Corcoran has said she doesn't put much stock in spreading investments across dozens of areas. Her reasoning is that when you truly understand something, whether that's real estate, a business, or a specific industry, you're better positioned to spot opportunity and act confidently.

Of course, concentrating investments also raises risk, because one bad turn can hurt more. Many people find that a middle ground works better, keeping some diversification while still putting more money into areas they actually understand instead of blindly following trends.

Buy when everyone else is nervous

Corcoran is so successful partially because she began purchasing in the real estate market when many other buyers were nervous and pulling out. When fear pushed prices down, she seized the opportunity and began purchasing when others were hesitating.

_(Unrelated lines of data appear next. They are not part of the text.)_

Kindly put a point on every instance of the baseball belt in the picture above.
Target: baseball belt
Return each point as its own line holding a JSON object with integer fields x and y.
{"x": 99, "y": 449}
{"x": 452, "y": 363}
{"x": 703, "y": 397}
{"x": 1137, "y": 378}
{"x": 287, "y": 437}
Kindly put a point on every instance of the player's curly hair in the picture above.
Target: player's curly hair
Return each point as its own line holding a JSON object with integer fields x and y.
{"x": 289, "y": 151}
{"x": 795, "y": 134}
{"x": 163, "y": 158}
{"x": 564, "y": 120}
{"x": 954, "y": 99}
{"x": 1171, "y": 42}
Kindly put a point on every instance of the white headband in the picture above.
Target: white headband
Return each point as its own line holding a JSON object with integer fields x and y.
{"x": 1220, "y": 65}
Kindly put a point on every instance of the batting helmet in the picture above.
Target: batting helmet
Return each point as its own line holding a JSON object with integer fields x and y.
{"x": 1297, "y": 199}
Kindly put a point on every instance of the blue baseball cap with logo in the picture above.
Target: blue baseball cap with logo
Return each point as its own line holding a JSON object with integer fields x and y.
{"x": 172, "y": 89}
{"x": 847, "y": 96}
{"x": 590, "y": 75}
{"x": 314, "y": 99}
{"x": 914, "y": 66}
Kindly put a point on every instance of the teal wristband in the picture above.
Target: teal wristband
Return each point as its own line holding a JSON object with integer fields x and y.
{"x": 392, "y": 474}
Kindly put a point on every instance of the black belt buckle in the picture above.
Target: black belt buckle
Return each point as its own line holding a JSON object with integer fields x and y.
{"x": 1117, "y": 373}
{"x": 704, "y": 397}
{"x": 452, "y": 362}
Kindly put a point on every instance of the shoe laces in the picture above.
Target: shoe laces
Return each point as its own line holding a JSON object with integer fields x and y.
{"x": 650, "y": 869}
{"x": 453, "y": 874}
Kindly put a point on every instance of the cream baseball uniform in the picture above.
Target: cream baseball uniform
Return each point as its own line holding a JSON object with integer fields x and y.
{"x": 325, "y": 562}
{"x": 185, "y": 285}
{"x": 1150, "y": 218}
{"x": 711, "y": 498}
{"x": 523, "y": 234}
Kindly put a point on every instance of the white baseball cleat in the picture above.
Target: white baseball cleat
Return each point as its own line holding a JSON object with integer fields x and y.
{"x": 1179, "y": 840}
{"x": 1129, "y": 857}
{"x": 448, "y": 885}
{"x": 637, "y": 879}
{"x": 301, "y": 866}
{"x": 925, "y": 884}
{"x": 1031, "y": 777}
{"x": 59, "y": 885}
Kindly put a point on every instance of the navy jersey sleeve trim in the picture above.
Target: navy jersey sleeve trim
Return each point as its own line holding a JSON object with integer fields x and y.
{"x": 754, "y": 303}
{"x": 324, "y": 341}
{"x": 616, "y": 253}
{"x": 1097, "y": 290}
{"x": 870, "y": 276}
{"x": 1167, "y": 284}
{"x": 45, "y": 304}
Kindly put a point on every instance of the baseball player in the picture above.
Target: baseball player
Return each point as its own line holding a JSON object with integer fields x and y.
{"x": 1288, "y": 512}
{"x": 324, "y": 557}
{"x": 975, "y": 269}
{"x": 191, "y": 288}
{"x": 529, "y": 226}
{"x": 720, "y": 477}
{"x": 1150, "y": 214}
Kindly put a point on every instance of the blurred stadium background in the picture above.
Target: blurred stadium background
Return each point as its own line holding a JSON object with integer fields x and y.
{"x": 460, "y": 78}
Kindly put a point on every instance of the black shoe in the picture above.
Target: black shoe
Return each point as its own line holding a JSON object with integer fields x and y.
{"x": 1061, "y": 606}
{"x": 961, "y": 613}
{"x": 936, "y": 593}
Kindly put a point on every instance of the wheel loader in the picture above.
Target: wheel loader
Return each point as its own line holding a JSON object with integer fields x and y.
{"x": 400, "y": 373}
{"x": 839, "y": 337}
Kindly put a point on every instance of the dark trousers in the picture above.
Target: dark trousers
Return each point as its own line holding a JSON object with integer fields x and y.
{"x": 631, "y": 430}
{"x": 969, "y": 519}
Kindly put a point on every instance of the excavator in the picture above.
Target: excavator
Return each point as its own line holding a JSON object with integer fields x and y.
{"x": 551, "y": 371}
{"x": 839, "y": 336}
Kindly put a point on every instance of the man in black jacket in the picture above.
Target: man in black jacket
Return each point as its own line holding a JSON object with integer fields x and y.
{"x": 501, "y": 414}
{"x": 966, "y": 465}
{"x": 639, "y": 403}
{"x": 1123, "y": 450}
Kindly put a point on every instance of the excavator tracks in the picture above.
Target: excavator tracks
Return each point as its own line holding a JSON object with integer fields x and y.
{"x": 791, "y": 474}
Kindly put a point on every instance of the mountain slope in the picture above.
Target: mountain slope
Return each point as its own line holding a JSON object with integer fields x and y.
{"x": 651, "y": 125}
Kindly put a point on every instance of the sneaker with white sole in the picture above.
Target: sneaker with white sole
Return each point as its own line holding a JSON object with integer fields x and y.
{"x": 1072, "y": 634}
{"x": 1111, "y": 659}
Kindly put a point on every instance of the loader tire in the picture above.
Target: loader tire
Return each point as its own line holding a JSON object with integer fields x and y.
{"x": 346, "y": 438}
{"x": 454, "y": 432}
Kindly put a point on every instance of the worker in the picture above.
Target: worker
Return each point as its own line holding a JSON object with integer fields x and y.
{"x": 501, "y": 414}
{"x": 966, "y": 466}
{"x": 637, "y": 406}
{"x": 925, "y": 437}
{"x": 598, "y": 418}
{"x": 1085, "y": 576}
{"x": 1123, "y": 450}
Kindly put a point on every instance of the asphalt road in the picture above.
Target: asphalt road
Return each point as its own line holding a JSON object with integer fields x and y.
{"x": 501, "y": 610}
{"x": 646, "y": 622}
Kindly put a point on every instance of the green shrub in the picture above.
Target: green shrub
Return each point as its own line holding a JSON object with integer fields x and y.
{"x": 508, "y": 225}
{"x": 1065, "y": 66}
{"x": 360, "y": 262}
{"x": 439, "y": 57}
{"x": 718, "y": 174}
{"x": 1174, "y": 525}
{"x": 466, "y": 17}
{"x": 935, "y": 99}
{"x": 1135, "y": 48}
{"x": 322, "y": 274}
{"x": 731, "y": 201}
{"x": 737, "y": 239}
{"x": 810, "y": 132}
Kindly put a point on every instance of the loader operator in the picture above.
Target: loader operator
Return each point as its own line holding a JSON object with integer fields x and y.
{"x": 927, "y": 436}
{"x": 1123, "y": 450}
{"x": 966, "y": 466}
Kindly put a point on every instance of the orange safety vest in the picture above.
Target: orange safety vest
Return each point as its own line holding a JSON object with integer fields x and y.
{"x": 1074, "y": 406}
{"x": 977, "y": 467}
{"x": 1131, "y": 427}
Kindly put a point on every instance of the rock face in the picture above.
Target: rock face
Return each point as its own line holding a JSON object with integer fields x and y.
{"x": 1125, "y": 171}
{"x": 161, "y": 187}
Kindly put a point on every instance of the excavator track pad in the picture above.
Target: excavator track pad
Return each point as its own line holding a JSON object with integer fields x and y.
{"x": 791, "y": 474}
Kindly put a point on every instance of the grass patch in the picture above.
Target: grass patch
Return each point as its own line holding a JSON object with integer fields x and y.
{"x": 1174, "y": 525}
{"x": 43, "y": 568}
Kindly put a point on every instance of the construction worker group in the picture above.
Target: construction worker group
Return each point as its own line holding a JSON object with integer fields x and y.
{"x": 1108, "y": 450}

Of course, purchasing when everyone else is terrified is scary. Markets rarely bounce back on a schedule, which is exactly why so many people stop buying. Recovery takes patience. People who benefit most from this approach usually have enough cushion to ride out slow periods instead of being forced to sell too early.

Invest in yourself first

Corcoran often talks about investing in your own skills before obsessing over stock picks or property deals. Taking steps to improve your earning power or business abilities has a long-lasting impact on your financial success.

The challenge in this advice is that spending money on courses or certificates rarely pays off right away. It can feel like a gamble, especially when the markets are doing well. But over time, people who boost their income potential often find investing becomes easier simply because they have more cash flow to work with.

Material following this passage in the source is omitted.